19

985 71 94
                                    

'Jungkook, yatağa atmış bu kızı öyle duydum'

'Sana, bunları yatakta basmış. Lisa tam da göründüğü gibi ucuz bir kız'

'Lisa'yı fazla şımarttık. Anlamıyorum ne buldu Jungkook onda'

Bunlar geçen günlerde yandığım için bana yardım edip hırkasını veren Jungkook'tan sonra okulda konuşulanların sadece bazılarıydı. Nereye gidersem gideyim ne yaparsam yapayım insanlar hakkımda konuşacak bir şeyler buluyordu ve ben bu durumdan gerçekten artık çok sıkılmıştım.

Sabrımın taşmasına minnacık kalmıştı ve intikam isteyen yanım o kadar ihtiraslıydı ki kendimi dizginlemekte zorlanıyordum.

O yüzden dizginlemeyecektim. Gün intikam günüydü.

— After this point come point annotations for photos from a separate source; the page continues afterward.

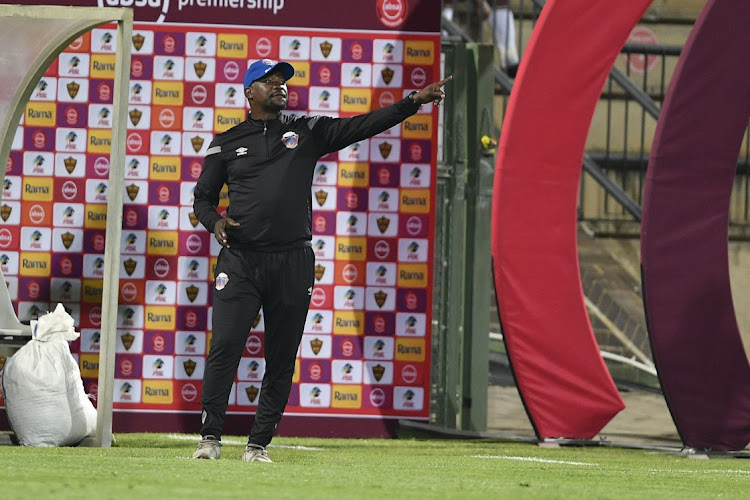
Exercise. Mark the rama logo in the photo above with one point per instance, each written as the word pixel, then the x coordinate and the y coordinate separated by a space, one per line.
pixel 95 337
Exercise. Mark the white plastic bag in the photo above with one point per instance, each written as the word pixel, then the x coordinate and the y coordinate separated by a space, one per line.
pixel 44 396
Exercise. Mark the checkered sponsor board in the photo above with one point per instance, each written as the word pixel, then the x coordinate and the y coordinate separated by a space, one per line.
pixel 366 343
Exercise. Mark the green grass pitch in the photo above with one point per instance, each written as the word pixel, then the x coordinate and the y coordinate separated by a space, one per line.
pixel 156 466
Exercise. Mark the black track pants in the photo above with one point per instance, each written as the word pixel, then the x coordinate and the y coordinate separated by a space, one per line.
pixel 281 282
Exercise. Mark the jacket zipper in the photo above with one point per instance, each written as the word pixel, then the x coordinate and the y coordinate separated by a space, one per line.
pixel 265 127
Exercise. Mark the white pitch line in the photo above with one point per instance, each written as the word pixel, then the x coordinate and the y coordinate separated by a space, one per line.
pixel 225 441
pixel 531 459
pixel 710 471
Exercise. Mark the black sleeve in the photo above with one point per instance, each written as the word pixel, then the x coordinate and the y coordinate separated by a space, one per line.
pixel 337 133
pixel 210 183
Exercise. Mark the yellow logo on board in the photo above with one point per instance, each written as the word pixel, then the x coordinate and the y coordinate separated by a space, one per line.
pixel 41 114
pixel 354 174
pixel 232 46
pixel 349 322
pixel 160 317
pixel 410 349
pixel 89 364
pixel 102 66
pixel 346 396
pixel 158 391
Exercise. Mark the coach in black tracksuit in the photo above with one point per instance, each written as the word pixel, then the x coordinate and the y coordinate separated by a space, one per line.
pixel 267 163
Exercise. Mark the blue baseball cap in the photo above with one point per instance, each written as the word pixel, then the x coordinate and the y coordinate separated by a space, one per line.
pixel 260 68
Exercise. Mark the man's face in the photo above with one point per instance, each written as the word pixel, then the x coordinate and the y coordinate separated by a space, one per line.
pixel 268 93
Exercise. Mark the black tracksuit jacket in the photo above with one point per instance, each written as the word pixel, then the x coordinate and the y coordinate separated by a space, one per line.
pixel 270 183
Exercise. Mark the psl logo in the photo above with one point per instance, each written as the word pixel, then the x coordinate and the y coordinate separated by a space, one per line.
pixel 127 340
pixel 319 271
pixel 73 88
pixel 138 41
pixel 70 164
pixel 197 143
pixel 378 371
pixel 385 149
pixel 130 266
pixel 387 74
pixel 67 239
pixel 189 366
pixel 193 219
pixel 200 69
pixel 325 48
pixel 321 197
pixel 316 344
pixel 380 297
pixel 383 223
pixel 132 191
pixel 252 392
pixel 192 292
pixel 135 116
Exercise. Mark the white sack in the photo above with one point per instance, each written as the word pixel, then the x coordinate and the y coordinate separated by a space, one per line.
pixel 44 396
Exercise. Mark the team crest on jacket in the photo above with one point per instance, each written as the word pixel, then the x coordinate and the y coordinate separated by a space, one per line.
pixel 290 139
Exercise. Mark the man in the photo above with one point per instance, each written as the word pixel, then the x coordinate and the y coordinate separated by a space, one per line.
pixel 267 163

'Her şey hazır değil mi Rosé?' 

Rosé bana gergince kafa sallamış 'Sadece onu dans sınıfına getirmek kaldı.' dedi. 

Bunun içinde planım olduğundan rahatça gülümsedim. Rosé ise aksime çok gergindi. Dudaklarını yalıyor, sürekli etrafa gözleriyle tarıyordu.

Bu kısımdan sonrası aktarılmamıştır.